Gatot berharap pengadilan, dalam hal ini PN Jakarta Pusat segera melaksanakan eksekusi itu. Karena UN adalah bentuk sebuah kegiatan, kata Gatot, dan kegiatan itu sudah berlangsung, maka pengadilan dapat melaksanakan sita eksekusi dengan cara menyita berkas soal ujian atau menghentikan kegiatan ujian.

Lody Paat dari Koalisi Pendidikan mengatakan eksekusi putusan MA sangat penting, karena  UN mengucilkan peran guru sebagai pendidik, dengan Ujian Nasional penilaian yang mestinya dilakukan guru tiba-tiba diambil alih oleh pemerintah dan guru tidak bisa berbuat banyak.

“Ujian nasional juga menciptakan modus-modus baru untuk melakukan kecurangan untuk mendapatkan nilai baik. Ujian nasional menciptakan perilaku tidak mendidik bagi siswa dan pihak-pihak terkait,” ujar Lody.

Pemerintah, dalam hal ini Kementerian Pendidikan Nasional (Kemendiknas), menolak melaksanakan putusan MA tersebut. Kemendiknas menganggap putusan MA tidak melarang Kemendiknas melaksanakan Ujian Nasional, putusan itu tafsir Kemendiknas, hanya meminta pemerintah untuk meningkatkan kualitas guru, kelengkapan sarana dan prasarana sekolah, akses informasi yang lengkap di seluruh daerah di Indonesia sebelum mengeluarkan kebijakan pelaksanaan Ujian Nasional lebih lanjut, dan permintaan itu bisa dilakukan tanpa harus meniadakan Ujian Nasional.

Sementara itu aktivis pendidikan Ina Harahap menilai, UN selain menghambur-hamburkan dana juga telah membuat siswa dalam tekanan psikologis yang berat, terutama para siswa dari wilayah atau sekolah yang mutu pendidikanya masih rendah.

"Bahkan tidak hanya siswa, para guru juga berada dalam situasi psikologis yang sama, karena terkait dengan angka kelulusan," kata Ina kepada batamtoday Selasa 19 April 2011 per telepon. Bahkan menurut Ina, para Bupati, Walikota juga ikut-ikut tegang, karena tadi, terkait dengan persentase kelulusan.

"Suatu wilayah, kalau angka kelulusanya rendah, kan Bupati, Walikota atau Gubernurnya bisa malu," terang Ina.
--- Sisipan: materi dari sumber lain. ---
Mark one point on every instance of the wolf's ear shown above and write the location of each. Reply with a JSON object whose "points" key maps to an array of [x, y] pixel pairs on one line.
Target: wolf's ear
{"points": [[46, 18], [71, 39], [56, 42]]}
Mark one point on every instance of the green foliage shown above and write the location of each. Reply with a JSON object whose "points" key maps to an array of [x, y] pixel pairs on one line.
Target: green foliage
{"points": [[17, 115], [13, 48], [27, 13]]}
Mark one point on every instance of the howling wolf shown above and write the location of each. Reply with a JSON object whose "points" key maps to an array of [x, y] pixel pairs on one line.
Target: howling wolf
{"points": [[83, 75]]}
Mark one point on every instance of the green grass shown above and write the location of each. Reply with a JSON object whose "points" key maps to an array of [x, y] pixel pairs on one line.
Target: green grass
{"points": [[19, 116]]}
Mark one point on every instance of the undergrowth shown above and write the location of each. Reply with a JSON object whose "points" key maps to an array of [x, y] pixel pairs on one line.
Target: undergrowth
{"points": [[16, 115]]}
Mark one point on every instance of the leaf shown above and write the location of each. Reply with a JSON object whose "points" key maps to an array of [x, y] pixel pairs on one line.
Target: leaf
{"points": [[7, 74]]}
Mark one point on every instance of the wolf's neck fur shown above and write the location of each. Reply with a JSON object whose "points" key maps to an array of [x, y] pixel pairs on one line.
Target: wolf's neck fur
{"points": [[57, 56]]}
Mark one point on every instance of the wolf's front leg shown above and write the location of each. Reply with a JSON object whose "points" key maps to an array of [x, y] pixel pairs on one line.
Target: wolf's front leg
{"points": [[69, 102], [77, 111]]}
Hal itulah katanya yang menimbulkan sikap pragmatisme mulai dari siswa, guru, hingga pejabat, tandasnya.

"Bahkan sampai ada sekolah yang melakukan kegiatan istighosah, doa bersama, dan lain-lain, dengan harapan, para siswa tidak stress dalam menghadpi ujuian," jelas Ina, yang sempat aktif dalam advokasi SMP 56 Melawai, Jakarta Selatan beberapa waktu lalu.

Ina juga melihat  ada keganjilan dalam pelaksaan UN tahun ini, yaitu polisi dilibatkan dalam pengawasan distribusi soal-soal ujian. Mungkin berangkat dari pengalaman-pengalaman sebelumnya, yaitu terjadinya kebocoran soal dan jawaban UN, maka polisi dilibatkan.

"Tetapi kesanya, kan, gak bagus, apakah memang para guru kita sudah 'pada' jadi maling? Dan apakah polisi kita sudah baik? kata Ina dengan nada jengkel.